Opening the Network Black Box for Data-Intensive Computing
Lukas Rupprecht, Imperial College London
The ongoing explosion of data has required new technologies to efficiently extract value from the ever-increasing amounts. Data-parallel frameworks such as Apache Hadoop or Spark meet these demands by employing a shared-nothing architecture which allows them to scale processing to clusters of thousands of nodes. As data and cluster sizes grow, queries involve larger data transfers and more complex traffic patterns but, despite this heavy use of the network, applications are still treating the network as a black box. This leads to suboptimal network utilization because the special demands of different queries on the network cannot be conveyed to the networking layer. As a result, query performance suffers.
In this talk, I introduce three main design principles to improve the interaction of data-parallel frameworks with the network: awareness, adaptivity, and avoidance.

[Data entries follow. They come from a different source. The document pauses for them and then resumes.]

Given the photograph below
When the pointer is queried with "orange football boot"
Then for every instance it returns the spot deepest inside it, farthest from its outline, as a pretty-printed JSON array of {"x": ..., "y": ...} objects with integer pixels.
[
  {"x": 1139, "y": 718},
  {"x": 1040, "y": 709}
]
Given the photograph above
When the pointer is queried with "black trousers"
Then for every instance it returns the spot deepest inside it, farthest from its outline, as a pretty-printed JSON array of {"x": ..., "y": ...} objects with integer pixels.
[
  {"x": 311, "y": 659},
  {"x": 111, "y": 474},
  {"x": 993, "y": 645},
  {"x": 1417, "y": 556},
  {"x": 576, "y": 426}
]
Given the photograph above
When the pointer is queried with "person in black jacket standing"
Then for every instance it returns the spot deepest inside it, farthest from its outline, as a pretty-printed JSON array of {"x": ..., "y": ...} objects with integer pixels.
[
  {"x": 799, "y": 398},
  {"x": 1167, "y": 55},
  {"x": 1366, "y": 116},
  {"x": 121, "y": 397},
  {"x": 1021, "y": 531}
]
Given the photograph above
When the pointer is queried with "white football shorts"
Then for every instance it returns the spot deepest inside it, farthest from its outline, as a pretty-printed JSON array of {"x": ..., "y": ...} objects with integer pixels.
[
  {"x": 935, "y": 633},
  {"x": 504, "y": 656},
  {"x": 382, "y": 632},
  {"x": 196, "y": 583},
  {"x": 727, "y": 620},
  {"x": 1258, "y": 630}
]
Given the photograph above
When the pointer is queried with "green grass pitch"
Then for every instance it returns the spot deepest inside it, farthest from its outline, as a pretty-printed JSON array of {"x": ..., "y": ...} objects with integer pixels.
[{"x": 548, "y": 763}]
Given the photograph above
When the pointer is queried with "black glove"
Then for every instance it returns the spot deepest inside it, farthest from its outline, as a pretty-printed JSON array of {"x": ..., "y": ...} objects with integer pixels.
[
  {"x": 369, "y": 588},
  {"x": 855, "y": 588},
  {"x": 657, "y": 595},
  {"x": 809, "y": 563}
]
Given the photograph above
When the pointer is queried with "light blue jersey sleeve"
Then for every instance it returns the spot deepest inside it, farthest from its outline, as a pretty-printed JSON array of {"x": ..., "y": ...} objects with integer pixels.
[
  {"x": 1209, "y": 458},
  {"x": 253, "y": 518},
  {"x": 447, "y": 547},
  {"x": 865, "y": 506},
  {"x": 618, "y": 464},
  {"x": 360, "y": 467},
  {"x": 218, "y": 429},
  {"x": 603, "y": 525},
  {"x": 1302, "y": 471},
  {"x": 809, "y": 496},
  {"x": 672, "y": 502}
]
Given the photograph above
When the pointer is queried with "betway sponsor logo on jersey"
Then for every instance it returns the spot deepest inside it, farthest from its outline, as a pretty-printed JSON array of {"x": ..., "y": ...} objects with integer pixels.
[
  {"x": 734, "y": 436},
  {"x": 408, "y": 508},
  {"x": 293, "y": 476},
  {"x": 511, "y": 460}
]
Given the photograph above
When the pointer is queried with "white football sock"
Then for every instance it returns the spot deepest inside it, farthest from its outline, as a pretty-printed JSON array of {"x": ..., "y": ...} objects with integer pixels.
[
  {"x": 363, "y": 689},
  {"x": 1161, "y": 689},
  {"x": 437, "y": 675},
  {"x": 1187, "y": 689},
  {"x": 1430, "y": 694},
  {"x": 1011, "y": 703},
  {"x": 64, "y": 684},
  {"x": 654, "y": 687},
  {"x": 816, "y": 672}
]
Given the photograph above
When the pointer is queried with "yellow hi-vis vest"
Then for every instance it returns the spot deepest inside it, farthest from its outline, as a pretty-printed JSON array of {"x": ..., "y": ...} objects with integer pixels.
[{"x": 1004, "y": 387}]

I propose to exploit properties of the networking fabric, e.g. processing capacities or the topology, to reduce the amount of traffic during queries and make data-parallel frameworks *aware* of the network. I then extend one framework to monitor network metrics and use this information to *adapt* to network access skew that can occur when multiple applications compete for network resources in large data centers. Finally, I will show that unnecessary network transfers can be *avoided* by carefully optimizing how data-parallel frameworks perform I/O.